Melatonin agonists the newer sedative hypnotic is structurally similar to melatonin- the hormone secreted from the pineal gland, the biological clock. The secretions from the pineal gland play an important role in synchronizing the sleep- wake cycle with the circadian rhythm. The melatonin agonists have hence played an important role in the treatment of jet lag. Melatonin agonists have little effect on sleep latency and duration of sleep. The effect on the electrophysiology of sleep is also minimal. Although melatonin agonists are unlikely to have the adverse effect of conventional sedative hypnotic, its long term safety is not clear.
Receptor antagonists of the neurotransmitter orexin are another group of newer sedative hypnotics, called orexin antagonists.

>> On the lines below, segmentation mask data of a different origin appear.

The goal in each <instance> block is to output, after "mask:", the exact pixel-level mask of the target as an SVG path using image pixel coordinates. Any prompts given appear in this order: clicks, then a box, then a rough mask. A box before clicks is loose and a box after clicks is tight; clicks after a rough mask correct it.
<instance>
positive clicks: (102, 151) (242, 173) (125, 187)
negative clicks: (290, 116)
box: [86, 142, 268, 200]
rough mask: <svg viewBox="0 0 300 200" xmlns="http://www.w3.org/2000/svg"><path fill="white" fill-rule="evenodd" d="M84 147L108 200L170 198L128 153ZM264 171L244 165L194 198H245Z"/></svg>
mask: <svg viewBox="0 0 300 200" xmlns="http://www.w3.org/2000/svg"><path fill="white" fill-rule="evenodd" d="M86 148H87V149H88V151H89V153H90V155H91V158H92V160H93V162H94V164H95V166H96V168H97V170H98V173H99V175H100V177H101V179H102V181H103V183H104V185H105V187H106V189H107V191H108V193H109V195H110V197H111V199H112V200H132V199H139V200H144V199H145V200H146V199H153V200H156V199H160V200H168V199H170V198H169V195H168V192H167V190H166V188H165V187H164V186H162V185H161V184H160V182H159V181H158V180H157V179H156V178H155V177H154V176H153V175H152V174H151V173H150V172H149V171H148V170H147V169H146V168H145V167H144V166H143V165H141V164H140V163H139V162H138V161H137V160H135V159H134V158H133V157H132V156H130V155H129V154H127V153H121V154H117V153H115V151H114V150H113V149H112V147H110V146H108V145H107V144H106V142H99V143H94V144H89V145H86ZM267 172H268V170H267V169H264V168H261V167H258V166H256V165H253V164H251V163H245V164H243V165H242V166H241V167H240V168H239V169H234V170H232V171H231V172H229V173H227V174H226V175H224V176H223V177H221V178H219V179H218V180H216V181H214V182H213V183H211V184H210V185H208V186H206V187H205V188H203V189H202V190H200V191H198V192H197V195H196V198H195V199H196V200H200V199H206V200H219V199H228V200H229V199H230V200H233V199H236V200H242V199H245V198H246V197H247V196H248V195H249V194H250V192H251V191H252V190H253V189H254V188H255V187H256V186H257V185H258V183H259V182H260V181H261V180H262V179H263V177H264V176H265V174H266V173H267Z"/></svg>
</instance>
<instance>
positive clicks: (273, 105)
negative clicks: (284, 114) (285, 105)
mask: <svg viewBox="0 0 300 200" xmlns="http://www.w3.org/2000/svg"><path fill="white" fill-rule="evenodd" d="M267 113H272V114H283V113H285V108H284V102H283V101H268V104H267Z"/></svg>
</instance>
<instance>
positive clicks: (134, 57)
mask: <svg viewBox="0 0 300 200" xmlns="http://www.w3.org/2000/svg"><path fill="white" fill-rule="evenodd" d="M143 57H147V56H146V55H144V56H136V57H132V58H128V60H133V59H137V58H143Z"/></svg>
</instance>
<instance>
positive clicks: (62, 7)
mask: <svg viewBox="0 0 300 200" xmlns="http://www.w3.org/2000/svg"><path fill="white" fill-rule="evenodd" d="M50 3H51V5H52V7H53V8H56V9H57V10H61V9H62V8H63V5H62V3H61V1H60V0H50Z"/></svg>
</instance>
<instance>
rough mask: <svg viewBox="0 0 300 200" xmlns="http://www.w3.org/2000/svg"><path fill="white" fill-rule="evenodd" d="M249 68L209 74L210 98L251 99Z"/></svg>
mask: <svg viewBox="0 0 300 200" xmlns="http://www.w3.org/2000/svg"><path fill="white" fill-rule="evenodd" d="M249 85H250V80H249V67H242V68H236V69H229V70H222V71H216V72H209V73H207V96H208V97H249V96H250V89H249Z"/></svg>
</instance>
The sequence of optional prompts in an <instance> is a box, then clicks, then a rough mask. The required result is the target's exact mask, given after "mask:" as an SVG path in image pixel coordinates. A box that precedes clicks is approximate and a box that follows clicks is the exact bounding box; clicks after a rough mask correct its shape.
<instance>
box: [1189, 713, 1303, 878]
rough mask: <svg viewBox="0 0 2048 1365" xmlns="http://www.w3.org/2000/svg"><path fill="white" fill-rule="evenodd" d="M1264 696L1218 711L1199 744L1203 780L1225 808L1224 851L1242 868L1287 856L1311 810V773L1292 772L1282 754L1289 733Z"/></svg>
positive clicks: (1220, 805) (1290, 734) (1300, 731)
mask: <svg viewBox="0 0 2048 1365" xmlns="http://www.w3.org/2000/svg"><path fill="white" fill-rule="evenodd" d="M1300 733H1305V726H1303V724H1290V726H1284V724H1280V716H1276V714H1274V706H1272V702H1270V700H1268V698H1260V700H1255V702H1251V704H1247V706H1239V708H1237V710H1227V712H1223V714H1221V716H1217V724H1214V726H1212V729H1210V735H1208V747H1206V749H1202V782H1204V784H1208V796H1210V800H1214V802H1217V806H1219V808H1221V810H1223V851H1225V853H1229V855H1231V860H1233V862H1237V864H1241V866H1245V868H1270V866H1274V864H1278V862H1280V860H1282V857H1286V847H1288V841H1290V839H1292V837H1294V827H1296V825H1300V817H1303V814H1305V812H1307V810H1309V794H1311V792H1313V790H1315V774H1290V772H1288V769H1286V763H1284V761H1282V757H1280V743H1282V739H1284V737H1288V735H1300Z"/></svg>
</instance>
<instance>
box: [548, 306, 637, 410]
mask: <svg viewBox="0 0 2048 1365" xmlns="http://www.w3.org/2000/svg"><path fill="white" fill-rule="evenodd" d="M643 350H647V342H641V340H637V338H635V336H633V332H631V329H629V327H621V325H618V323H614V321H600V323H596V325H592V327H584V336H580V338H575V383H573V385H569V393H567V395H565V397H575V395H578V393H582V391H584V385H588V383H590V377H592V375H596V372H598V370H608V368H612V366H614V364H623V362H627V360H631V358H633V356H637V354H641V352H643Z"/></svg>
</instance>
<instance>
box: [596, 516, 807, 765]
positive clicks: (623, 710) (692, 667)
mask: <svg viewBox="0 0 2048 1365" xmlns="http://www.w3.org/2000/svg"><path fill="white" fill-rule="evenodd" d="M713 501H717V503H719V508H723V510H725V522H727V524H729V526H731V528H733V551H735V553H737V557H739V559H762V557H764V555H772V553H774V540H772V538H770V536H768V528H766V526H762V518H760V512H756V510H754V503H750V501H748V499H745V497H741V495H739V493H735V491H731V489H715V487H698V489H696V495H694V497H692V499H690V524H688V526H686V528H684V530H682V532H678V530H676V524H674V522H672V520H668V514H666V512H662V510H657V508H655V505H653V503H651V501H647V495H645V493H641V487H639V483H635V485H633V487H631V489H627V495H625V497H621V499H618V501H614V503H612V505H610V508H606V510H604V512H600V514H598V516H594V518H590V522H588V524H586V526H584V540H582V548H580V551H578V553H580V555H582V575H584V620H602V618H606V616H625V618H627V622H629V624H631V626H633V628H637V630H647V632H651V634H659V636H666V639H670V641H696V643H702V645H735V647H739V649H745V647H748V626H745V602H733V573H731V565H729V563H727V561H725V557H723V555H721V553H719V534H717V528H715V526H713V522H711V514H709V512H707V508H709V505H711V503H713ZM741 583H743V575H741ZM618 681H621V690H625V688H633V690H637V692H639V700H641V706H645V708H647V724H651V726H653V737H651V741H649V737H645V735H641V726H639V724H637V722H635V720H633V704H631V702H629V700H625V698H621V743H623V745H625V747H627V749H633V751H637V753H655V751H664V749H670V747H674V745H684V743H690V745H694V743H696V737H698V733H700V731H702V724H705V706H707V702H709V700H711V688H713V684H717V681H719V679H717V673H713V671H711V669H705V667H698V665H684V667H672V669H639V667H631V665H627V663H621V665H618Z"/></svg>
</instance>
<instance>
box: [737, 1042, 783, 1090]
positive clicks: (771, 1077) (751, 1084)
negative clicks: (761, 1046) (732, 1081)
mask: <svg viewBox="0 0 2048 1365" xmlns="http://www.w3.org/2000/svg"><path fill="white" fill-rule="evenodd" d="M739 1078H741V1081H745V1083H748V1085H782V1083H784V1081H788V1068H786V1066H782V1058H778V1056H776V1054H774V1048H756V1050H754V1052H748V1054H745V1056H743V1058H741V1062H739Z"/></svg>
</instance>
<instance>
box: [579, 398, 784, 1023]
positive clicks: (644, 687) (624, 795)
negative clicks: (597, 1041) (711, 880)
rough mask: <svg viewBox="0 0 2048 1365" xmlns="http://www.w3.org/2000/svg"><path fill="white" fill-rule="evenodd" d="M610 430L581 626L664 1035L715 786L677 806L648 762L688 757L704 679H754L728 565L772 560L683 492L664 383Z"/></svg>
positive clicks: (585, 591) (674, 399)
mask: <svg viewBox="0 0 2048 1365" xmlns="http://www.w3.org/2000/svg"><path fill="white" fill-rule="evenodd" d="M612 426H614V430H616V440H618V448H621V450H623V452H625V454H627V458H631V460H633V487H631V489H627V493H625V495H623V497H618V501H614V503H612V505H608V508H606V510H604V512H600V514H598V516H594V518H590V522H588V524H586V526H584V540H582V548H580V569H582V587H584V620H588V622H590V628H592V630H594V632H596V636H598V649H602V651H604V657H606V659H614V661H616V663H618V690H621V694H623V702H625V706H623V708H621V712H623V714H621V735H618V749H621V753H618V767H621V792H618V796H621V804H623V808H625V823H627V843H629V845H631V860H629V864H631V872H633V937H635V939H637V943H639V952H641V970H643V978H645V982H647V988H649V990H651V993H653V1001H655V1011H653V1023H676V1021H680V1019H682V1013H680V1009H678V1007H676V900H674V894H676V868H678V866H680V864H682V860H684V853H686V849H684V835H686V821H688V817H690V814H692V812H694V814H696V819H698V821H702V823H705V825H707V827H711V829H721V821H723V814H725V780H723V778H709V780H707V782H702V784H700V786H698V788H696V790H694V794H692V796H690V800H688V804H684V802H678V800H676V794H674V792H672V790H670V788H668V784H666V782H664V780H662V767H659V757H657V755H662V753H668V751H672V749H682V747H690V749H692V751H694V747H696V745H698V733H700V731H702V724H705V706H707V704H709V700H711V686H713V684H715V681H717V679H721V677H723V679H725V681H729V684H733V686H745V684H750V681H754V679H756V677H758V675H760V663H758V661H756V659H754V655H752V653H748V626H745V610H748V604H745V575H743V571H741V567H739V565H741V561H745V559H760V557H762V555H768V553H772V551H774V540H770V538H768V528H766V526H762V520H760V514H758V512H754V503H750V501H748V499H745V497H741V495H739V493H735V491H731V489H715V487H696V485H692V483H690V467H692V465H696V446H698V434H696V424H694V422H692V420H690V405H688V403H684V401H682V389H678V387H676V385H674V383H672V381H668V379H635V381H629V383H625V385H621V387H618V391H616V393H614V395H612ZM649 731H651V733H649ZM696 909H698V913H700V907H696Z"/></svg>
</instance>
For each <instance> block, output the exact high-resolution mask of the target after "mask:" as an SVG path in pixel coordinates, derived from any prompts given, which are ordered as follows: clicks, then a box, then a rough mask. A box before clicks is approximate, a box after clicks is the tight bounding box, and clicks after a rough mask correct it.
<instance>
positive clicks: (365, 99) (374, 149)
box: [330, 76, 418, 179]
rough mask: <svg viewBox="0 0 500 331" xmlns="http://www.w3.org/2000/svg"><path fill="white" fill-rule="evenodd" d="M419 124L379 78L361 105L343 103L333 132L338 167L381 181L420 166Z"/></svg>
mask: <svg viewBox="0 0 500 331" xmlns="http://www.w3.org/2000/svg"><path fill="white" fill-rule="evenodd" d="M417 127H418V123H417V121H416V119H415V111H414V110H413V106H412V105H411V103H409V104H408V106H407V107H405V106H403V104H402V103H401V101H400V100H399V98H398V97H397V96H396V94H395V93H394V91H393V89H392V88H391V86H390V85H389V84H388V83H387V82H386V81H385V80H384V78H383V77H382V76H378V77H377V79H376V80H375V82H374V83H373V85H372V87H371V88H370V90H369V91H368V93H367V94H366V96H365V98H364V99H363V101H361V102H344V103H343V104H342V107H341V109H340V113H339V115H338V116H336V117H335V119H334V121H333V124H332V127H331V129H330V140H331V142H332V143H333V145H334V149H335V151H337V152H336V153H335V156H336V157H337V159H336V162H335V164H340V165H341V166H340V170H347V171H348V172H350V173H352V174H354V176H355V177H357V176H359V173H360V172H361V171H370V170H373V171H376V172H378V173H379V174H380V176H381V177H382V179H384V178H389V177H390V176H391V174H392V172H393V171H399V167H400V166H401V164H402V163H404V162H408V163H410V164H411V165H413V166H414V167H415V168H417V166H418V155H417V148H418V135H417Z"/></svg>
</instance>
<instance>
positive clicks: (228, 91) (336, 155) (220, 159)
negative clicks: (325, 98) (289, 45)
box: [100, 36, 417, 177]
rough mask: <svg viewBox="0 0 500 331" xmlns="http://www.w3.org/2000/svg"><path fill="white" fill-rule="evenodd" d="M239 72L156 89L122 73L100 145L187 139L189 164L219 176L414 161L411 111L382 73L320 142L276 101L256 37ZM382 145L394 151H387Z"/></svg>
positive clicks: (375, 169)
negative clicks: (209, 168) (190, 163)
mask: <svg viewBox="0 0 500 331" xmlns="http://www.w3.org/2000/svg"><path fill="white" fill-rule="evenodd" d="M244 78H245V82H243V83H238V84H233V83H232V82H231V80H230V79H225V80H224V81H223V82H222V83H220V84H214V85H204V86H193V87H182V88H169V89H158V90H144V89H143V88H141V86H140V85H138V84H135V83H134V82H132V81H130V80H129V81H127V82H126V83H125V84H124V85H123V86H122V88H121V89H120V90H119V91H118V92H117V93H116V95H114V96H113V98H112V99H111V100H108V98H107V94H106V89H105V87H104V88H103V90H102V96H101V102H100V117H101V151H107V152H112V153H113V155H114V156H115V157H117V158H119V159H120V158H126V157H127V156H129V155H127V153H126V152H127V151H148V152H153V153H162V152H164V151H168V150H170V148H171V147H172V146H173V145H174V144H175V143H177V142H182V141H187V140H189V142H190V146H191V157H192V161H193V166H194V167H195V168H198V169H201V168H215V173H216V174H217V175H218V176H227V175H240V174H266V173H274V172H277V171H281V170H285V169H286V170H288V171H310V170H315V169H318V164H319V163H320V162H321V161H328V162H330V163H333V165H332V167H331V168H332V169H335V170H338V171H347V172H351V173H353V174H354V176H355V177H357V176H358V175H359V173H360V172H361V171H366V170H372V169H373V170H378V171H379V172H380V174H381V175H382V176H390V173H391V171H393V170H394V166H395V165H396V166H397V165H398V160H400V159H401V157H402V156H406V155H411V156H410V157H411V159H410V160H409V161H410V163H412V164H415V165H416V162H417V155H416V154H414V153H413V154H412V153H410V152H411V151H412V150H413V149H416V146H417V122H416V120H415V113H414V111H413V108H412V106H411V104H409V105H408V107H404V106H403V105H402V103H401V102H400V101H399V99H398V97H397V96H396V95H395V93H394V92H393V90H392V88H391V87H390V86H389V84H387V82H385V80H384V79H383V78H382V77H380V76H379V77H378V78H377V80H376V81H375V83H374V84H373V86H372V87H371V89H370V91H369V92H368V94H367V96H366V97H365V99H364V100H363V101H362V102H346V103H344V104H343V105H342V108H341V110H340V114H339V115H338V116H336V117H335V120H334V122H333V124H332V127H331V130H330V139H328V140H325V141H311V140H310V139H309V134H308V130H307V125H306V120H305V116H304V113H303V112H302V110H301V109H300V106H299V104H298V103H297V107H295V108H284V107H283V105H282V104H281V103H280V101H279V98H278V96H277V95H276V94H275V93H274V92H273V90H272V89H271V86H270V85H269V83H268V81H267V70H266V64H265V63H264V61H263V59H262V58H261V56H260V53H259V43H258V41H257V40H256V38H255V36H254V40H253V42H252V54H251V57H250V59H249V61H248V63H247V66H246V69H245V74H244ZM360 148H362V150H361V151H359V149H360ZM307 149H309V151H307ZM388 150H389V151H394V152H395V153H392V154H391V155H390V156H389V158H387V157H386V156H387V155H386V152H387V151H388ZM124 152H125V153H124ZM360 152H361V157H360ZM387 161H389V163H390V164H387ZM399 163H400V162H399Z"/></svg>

Orexin regulates arousal, appetite, wakefulness [24]. This newer group of drugs has been found useful in the treatment of sleep pathology such as insomnia [25,26]. In a study which involved intracerebro ventricular orexin A administration, differently affected fronto-occipital EEG waves in the different frequent bands. The power of the Delta and alpha waves decreased while that of theta and beta waves increased.
Potential Drug Targets
The sedative hypnotic effect of the present day drugs are not optimal and beset with adverse reaction and change in sleep architecture. The quest for new drugs and probable target is on. The elusive endogenous benzodiazepine could be a potential target.
Sedative hypnotic are one among the most commonly used drugs in clinical practice such as for the treatment of insomnia, as anti convalescents etc. They are associated with a large number of side effect and hence there is a need for understanding their action on various systems thoroughly, one of them being the changes the induce in electrical activity of the brain during sleep.
The neuro physiology of sleep leaves a lot of lacunae that impedes the understanding of sleep. The drug group availed are not optimal in the treatment of sleep disorders. The lookout for potential targets and molecules still continues. Optimizing the presently available sedative hypnotics concurrent with functional imaging and somnographic techniques would be the order of the day.